Parmi les peuples anciens évoqués par le Coran, celui de Thamûd reçut un signe extraordinaire : une chamelle surgie de la roche, dont le sort allait sceller le destin de tout un peuple.
Le peuple de Thamûd vivait dans la région d'Al-Hijr, sculptant ses demeures à même la roche des montagnes. Dieu leur envoya le prophète Salih (paix sur lui) pour les appeler à l'adoration du Dieu unique et à l'abandon des idoles. Face à leur incrédulité, les notables du peuple demandèrent un signe extraordinaire prouvant sa sincérité.
Un signe sorti de la roche
En réponse, Dieu fit surgir de la montagne une chamelle, comme signe manifeste pour ce peuple. Salih les avertit alors que cette chamelle n'était pas un animal ordinaire : elle était une épreuve et une preuve envoyée par Dieu, et qu'il leur fallait la laisser paître et boire librement, sans lui faire aucun mal.
Un partage particulier de l'eau fut instauré : un jour, l'eau du puits revenait à la chamelle seule, et le jour suivant, elle revenait aux habitants. Ce système simple permettait à la fois à l'animal de s'abreuver sans être disputé et au peuple de continuer à vivre normalement. Le Coran rapporte cette parole de Salih dans la sourate Ash-Shu'ara :
﴿ هَٰذِهِ نَاقَةٌ لَّهَا شِرْبٌ وَلَكُمْ شِرْبُ يَوْمٍ مَّعْلُومٍ ﴾
« Voici une chamelle : à elle de boire un jour convenu, et à vous de boire un jour convenu. »
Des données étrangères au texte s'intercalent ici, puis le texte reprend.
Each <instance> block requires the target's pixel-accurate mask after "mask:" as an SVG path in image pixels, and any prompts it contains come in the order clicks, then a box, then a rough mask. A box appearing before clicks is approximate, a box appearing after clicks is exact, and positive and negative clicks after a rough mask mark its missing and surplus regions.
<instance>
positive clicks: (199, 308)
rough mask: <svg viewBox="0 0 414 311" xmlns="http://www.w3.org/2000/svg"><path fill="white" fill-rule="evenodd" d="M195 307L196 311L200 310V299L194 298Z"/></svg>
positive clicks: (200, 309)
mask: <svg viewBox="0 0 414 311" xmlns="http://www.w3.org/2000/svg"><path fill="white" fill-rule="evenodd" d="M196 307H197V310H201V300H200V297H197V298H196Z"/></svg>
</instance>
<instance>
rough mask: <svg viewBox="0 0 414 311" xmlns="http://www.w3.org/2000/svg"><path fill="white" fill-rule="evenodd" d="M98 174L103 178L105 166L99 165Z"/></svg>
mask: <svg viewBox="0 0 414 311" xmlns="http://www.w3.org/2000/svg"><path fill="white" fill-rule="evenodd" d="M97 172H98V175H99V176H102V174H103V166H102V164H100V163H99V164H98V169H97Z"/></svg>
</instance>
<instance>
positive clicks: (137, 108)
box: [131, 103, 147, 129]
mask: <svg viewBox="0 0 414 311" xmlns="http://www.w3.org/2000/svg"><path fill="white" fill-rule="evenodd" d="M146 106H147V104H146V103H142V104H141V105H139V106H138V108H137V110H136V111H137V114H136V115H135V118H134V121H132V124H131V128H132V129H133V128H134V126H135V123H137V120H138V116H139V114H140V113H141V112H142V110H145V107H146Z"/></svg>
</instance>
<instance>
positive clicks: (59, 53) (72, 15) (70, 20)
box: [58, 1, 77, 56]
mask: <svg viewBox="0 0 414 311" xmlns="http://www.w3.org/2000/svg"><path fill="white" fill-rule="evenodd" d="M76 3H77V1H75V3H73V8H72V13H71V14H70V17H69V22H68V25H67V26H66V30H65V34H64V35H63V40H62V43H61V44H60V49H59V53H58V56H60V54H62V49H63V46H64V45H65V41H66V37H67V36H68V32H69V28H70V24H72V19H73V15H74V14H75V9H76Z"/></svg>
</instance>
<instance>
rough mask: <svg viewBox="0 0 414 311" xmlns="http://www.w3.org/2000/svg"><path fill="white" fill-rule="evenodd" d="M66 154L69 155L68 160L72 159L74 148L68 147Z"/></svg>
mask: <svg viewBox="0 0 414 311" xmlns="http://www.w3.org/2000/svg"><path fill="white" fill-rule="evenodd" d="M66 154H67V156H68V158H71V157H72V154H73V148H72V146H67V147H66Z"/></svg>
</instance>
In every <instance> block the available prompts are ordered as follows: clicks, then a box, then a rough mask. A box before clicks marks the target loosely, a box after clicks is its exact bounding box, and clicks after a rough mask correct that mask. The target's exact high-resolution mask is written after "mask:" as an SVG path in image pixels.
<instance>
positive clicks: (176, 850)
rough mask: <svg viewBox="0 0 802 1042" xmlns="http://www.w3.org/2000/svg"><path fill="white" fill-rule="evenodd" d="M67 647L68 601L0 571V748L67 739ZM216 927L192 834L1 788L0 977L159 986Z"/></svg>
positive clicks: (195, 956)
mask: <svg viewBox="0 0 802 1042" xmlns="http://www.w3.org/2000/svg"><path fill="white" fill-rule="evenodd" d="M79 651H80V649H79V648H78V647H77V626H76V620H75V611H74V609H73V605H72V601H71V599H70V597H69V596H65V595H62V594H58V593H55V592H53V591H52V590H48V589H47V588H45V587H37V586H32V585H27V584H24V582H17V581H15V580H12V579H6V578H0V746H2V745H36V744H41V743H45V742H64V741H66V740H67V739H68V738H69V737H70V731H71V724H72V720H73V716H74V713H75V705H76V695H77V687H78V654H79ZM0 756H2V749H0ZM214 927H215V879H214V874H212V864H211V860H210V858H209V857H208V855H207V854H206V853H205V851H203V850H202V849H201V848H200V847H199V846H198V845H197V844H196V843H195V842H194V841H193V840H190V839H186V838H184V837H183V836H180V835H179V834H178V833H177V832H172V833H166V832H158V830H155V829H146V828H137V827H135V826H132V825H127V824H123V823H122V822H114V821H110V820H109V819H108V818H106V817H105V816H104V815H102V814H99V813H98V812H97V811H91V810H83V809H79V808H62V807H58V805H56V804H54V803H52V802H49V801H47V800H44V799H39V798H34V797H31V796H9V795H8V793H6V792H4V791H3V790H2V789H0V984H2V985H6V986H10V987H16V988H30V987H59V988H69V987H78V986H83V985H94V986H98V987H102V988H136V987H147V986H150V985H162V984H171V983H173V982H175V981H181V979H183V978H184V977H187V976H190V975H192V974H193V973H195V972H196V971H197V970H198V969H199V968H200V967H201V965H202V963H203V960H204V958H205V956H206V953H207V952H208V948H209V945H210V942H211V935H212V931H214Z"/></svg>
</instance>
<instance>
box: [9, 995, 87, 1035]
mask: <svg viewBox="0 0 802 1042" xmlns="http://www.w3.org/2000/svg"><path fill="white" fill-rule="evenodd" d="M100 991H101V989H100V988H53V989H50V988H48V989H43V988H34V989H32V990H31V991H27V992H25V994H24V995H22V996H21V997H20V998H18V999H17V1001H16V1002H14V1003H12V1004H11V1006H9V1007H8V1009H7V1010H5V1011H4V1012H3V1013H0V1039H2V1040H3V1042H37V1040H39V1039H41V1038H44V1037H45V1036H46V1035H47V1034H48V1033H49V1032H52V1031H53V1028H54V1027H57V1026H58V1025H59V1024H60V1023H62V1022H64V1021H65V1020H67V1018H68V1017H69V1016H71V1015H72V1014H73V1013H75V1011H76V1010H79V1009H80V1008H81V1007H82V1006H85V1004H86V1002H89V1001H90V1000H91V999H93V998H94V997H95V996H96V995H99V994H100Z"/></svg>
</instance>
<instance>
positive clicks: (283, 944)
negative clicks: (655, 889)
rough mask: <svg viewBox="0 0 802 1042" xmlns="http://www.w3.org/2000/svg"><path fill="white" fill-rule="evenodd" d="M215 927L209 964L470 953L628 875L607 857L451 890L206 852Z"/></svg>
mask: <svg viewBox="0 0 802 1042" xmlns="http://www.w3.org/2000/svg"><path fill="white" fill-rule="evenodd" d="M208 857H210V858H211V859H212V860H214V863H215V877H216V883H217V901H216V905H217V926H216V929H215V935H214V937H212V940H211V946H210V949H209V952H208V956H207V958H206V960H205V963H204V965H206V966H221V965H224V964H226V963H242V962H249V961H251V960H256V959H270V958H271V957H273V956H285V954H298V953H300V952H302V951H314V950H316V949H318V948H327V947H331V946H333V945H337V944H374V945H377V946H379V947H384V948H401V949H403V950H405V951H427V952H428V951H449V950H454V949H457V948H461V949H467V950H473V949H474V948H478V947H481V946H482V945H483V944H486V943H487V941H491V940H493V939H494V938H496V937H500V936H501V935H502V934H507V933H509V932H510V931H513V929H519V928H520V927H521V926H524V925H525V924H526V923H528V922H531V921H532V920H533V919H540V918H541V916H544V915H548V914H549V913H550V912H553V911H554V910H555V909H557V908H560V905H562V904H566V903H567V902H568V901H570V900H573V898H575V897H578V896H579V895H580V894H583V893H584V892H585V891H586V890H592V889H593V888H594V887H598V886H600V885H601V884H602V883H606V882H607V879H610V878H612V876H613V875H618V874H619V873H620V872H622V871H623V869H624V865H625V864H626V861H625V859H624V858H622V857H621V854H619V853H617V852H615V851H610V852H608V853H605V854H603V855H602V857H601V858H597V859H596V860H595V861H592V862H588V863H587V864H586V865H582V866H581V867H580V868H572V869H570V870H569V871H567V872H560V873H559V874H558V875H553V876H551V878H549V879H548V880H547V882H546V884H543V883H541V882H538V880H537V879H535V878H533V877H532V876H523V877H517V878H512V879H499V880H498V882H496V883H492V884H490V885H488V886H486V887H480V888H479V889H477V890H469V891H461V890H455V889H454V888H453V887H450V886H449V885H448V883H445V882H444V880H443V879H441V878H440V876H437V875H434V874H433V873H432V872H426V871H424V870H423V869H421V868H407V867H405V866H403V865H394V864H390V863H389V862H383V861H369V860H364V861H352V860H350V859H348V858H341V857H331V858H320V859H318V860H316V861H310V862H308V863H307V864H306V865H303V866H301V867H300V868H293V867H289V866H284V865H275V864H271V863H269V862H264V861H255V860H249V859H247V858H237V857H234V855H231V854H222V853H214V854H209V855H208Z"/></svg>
(Sourate Ash-Shu'ara, verset 155)
La désobéissance et ses conséquences
Malgré cet avertissement clair, une partie du peuple, excédée par cette contrainte ou refusant simplement de croire au message de Salih, complota pour tuer la chamelle. Le Coran rapporte dans la sourate Ash-Shams que le plus malheureux d'entre eux se leva et la tua, désobéissant ainsi ouvertement à l'ordre divin transmis par le prophète.
﴿ فَعَقَرُوهَا فَقَالَ تَمَتَّعُوا فِي دَارِكُمْ ثَلَاثَةَ أَيَّامٍ ۖ ذَٰلِكَ وَعْدٌ غَيْرُ مَكْذُوبٍ ﴾
« Ils la tuèrent. Alors il leur dit : "Jouissez encore trois jours dans vos demeures : c'est là une promesse qui ne sera pas démentie."
(Sourate Hûd, verset 65)
Ce geste de cruauté envers un animal innocent, mais surtout ce défi ouvert à l'ordre de Dieu, entraîna un châtiment terrible qui s'abattit sur le peuple de Thamûd, les anéantissant en punition de leur rejet obstiné du message et de leur transgression.
Une leçon toujours vivante
Ce récit, mentionné à plusieurs reprises dans le Coran — notamment dans les sourates Al-A'raf, Hûd, Ash-Shu'ara et Ash-Shams — n'est pas seulement l'histoire d'un peuple disparu. Il rappelle qu'un animal, même simple créature parmi les créatures de Dieu, peut être porteur d'un signe et mérite protection et respect. Le mal fait à la chamelle ne fut pas un détail secondaire de cette histoire : il en fut le point de bascule.
Aujourd'hui encore, cette histoire invite chacun à réfléchir à la place des animaux dans notre quotidien. Prendre soin d'eux, respecter leur besoin d'eau et de nourriture, ne jamais leur faire de mal par cruauté ou par négligence : voilà un enseignement simple mais profond que l'on peut tirer de ce récit ancien, et qui reste, à travers les siècles, un appel à la bienveillance envers toutes les créatures.